Les idées avant l’incarnation. En attendant de se choisir un candidat pour 2027, les socialistes ont dévoilé une première version de leur projet pour la prochaine présidentielle dans un document de 144 pages paru le 22 avril. Le parti à la rose y trace la feuille de route d’un « socialisme du XXIe siècle ». Hasard du calendrier, le président du groupe socialiste à l’Assemblée, Boris Vallaud, a publié deux jours plus tard Nos vies ne sont pas des marchandises : manifeste pour la démarchandisation (Seuil), un brûlot sans concession contre le « modèle néolibéral » et le marché.
De quoi redonner espoir à ceux qui, à gauche, refusent les outrances de LFI, se lassent des querelles d’appareils, et espèrent depuis 2017 un renouvellement programmatique ? Rien n’est moins sûr.

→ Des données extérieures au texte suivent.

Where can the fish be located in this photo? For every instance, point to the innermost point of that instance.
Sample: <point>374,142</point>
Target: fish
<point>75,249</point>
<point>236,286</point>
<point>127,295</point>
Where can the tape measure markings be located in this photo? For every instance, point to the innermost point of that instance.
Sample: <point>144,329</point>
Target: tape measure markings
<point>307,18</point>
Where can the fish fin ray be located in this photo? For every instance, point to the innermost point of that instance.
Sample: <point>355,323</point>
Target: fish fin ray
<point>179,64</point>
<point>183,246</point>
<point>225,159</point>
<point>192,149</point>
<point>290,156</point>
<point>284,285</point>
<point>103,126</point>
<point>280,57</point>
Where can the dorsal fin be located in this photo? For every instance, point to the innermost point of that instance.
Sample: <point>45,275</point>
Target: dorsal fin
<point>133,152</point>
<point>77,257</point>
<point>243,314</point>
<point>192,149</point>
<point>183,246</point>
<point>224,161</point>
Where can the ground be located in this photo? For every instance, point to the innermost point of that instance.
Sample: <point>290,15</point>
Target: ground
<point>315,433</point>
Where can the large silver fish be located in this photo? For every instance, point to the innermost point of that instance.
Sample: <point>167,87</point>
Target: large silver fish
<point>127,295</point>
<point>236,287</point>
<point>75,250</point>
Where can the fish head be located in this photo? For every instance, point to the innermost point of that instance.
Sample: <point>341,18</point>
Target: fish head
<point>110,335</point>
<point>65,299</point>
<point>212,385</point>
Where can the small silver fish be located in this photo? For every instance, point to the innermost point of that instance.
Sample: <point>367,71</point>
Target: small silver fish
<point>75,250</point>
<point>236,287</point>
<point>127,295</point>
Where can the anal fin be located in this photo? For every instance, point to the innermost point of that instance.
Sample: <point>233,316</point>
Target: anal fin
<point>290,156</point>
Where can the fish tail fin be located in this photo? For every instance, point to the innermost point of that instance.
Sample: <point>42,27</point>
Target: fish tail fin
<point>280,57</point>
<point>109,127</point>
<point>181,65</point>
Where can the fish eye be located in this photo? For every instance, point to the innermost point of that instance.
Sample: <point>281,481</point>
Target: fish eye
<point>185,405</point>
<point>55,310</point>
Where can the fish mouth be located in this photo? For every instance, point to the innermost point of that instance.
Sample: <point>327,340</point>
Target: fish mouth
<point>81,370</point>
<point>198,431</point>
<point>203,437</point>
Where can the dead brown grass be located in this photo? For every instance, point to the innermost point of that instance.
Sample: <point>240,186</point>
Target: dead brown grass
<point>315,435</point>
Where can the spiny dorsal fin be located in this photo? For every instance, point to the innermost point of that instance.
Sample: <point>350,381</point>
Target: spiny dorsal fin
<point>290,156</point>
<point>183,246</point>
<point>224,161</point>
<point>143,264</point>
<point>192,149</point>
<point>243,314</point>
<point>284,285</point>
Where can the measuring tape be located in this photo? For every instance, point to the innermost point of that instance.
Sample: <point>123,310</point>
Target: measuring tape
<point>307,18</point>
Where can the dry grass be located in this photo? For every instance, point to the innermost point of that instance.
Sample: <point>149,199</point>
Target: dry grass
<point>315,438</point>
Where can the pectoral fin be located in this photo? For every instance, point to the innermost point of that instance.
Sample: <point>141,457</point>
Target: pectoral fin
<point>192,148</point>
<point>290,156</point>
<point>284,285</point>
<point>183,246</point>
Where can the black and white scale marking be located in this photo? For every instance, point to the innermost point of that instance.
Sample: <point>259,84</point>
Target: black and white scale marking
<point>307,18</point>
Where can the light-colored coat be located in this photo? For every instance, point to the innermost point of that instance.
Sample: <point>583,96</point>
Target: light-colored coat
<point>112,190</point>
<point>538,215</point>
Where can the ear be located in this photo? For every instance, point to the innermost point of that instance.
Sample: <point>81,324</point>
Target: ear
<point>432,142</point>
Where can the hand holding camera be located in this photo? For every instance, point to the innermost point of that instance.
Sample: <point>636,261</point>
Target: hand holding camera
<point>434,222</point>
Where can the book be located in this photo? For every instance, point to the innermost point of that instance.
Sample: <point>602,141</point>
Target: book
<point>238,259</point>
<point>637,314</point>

Le projet des socialistes, dont on pourrait attendre qu’il embrasse le progrès et fasse preuve d’optimisme face à la modernité, frappe par son conservatisme, sa peur du changement, son déclinisme et son incapacité à se réinventer. Dès l’introduction, le ton est donné : une « grande partie » du peuple français aurait vu ses conditions de vie « se précariser et se dégrader » ; le pays souffrirait d’un « mal profond » ; la France serait « fracturée de toute part » ; une majorité de nos concitoyens auraient « perdu foi en l’avenir de notre nation » ; notre jeunesse serait « désenchantée » et nos campagnes « livrées à elles-mêmes ». C’est tout juste si le PS ne nous dit pas que « c’était mieux avant », tant il partage une même grammaire du déclin avec la droite la plus conservatrice.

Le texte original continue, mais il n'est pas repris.